Senza mettere subito in discussione la Brexit ma cercando di istituire un patto di sicurezza bilaterale con l’Ue che l’inquilino di Downing street spera di firmare presto. «Siamo fiduciosi che si aprirà un nuovo capitolo con il Regno Unito» ha dichiarato il presidente del Consiglio europeo Charles Michel al suo arrivo.

Particolarmente simbolica la scelta della sede per il summit. Il Blenheim Palace di Woodstock, nella contea di Oxford, è infatti il luogo natio di Winston Churchill, che durante la Seconda guerra mondiale divenne uno dei simboli della resistenza degli stati europei al nazismo. Starmer non ha mancato di sottolineare il legame simbolico tra i 5 anni che devastarono l’Europa e il momento attuale. «Una nuova tempesta si addensa sul nostro continente.

Il nostro primo compito qui oggi è quello di confermare il nostro fermo sostegno all’Ucraina, di unirci ancora una volta dietro quei valori che ci stanno a cuore e di dire che affronteremo insieme l’aggressione in questo continente». Il capo del governo di Londra ha anche aggiunto che «il Regno Unito intende assumere un ruolo più attivo sulla scena mondiale, soprattutto per quanto riguarda le bande di trafficanti di esseri umani che organizzano l’immigrazione irregolare».

La lotta all’immigrazione clandestina, nonostante l’area politica di provenienza, è stata uno dei cavalli di battaglia di Starmer alle scorse elezioni. Sia sull’Ucraina sia sulle modalità di chiusura del continente ai migranti, sembra che tra Londra e Bruxelles al momento si sia ritrovata una certa comunità d’intenti. Dunque, quale migliore cornice della casa di uno dei miti fondatori dell’Europa post-bellica per riallacciare i rapporti interrotti dai governi conservatori?

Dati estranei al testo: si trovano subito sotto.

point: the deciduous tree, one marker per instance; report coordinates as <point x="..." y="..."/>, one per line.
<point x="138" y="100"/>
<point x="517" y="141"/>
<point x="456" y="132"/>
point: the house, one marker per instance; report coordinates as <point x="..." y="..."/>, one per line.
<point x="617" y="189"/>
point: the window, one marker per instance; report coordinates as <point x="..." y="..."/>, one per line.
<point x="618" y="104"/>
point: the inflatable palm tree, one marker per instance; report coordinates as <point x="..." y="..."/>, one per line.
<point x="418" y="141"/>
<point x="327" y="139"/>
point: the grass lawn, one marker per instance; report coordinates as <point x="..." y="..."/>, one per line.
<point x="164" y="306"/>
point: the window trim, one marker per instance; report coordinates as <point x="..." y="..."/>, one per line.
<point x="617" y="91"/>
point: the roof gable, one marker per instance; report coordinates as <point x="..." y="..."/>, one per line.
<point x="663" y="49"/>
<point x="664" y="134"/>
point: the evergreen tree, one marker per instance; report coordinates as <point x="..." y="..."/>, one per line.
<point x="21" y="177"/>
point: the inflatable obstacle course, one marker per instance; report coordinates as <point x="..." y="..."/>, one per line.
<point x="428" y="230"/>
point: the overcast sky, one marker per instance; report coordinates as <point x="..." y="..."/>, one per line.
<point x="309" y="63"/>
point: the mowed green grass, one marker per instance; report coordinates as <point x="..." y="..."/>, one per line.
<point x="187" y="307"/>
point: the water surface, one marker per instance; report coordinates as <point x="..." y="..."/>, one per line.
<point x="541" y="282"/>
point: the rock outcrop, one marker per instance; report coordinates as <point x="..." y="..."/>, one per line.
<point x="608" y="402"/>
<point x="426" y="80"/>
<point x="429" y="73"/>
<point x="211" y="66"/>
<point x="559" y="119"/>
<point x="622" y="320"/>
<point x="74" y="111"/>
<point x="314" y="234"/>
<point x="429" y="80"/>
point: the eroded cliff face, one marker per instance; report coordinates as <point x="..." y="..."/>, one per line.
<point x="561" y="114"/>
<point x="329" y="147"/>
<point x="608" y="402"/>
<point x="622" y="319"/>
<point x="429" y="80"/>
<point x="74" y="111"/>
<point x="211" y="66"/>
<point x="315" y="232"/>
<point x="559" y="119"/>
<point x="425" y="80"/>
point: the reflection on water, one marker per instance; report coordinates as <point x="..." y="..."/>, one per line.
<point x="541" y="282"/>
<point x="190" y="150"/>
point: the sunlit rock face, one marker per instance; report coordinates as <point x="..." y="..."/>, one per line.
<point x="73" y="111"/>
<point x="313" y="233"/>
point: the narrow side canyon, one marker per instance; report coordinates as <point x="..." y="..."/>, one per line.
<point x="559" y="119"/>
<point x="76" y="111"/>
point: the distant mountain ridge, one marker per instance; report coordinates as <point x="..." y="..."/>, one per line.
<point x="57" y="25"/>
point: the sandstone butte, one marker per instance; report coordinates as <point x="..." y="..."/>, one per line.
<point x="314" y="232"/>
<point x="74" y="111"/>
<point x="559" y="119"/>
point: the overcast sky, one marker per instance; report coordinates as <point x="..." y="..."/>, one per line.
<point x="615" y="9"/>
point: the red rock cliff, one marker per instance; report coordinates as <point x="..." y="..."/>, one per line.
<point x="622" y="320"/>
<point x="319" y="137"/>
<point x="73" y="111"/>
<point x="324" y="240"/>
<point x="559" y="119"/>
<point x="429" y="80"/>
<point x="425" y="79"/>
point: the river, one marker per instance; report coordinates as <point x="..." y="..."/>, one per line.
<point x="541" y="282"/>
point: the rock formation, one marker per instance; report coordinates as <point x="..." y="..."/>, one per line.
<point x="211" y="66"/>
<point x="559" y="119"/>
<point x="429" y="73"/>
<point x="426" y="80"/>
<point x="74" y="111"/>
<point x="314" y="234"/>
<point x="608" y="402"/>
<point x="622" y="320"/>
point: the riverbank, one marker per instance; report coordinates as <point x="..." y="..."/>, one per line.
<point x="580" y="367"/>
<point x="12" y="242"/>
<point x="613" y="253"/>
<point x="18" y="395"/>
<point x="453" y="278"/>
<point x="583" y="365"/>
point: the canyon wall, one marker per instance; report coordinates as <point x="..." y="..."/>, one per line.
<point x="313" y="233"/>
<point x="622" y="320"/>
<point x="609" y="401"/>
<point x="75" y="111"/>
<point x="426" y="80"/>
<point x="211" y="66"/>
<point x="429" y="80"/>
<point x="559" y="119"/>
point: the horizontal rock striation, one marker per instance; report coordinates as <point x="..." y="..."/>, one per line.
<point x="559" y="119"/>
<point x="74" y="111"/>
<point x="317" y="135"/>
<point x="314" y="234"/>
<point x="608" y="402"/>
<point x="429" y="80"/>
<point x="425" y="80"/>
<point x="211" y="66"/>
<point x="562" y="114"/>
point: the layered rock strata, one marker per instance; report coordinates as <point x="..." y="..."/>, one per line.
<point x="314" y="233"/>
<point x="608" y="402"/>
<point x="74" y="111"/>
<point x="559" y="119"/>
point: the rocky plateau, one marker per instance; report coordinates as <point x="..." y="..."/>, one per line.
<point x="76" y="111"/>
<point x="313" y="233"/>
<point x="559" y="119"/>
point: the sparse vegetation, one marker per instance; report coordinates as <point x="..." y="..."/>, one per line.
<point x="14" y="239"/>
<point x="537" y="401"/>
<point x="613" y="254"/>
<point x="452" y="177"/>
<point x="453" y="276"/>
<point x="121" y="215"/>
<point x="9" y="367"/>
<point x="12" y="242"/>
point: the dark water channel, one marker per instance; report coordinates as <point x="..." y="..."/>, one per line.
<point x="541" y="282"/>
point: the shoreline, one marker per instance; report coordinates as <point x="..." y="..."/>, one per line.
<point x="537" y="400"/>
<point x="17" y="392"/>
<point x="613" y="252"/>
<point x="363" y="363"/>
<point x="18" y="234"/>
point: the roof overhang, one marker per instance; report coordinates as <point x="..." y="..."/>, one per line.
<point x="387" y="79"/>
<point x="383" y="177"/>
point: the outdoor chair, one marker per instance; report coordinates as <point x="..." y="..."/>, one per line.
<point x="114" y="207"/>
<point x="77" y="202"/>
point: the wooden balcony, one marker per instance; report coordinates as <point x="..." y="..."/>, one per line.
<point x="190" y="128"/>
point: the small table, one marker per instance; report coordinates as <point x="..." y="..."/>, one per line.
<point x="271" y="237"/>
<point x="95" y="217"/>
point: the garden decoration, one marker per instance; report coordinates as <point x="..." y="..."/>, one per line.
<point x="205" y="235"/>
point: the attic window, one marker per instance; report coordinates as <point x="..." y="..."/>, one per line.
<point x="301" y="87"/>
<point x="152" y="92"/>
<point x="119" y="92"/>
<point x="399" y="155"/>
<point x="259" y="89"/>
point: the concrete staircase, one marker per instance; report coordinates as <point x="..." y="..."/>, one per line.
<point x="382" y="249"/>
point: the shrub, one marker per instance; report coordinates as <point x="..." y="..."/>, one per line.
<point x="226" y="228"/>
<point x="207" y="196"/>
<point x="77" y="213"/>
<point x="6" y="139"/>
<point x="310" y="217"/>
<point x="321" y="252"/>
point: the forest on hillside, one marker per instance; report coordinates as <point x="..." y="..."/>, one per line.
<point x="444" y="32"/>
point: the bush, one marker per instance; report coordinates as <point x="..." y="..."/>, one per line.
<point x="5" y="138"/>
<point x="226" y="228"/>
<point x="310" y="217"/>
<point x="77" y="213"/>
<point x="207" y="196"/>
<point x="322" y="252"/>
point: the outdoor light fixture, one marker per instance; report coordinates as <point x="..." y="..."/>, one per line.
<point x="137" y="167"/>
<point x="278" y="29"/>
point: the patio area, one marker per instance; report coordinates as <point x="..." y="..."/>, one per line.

La Cpe è nata da un’idea del presidente francese Macron nel 2022 ed è strutturata come un forum per i Paesi dell’area geografica europea, ovvero anche per quegli stati che come la Gran Bretagna non fanno attualmente parte dell’Ue. Il collante di questa unione allargata è stato l’identificazione della Russia come minaccia comune e il conseguente supporto all’Ucraina. Si tratta del quarto vertice di questo tipo, il primo nel Regno Unito.

Tra le prime dichiarazioni congiunte, i capi di stato e di governo presenti hanno ribadito il loro sostegno unanime all’Ucraina, espresso preoccupazione per la futura leadership degli Usa, memori della prima presidenza di Donald Trump che con l’Europa non fu affatto morbida e delle insistenti minacce da parte del tycoon sul ridimensionamento della Nato e sui colloqui con la Russia.

Tra i vari ospiti presenti anche il presidente ucraino Zelensky e il segretario uscente della Nato Jens Stoltenberg, mentre la presidente della Commissione europea Von der Leyen era impegnata a Bruxelles a trattare per la sua rielezione. Zelensky ha lanciato una freccia avvelenata verso il premier ungherese Orbán, pur senza nominarlo mai: «Se qualcuno vuole fare qualche viaggio nella capitale della guerra per parlare e magari promettere qualcosa contro i nostri interessi comuni, allora perché dovremmo considerare una persona del genere? L’Ue e la Nato possono affrontare tutti i loro problemi anche senza questa persona». Zelensky ha, inoltre, biasimato Putin per «non essere riuscito a dividere l’Europa», pur ammettendo che il periodo, per l’Ucraina «è difficile».

Da Mosca il portavoce del Cremlino ha replicato che «la Russia non è mai stata una minaccia per nessuno all’interno dell’Ue e in Ucraina stiamo difendendo semplicemente i nostri interessi in una situazione in cui i Paesi della Ue si sono rifiutati di avere un dialogo aperto con la Russia sulle sue preoccupazioni».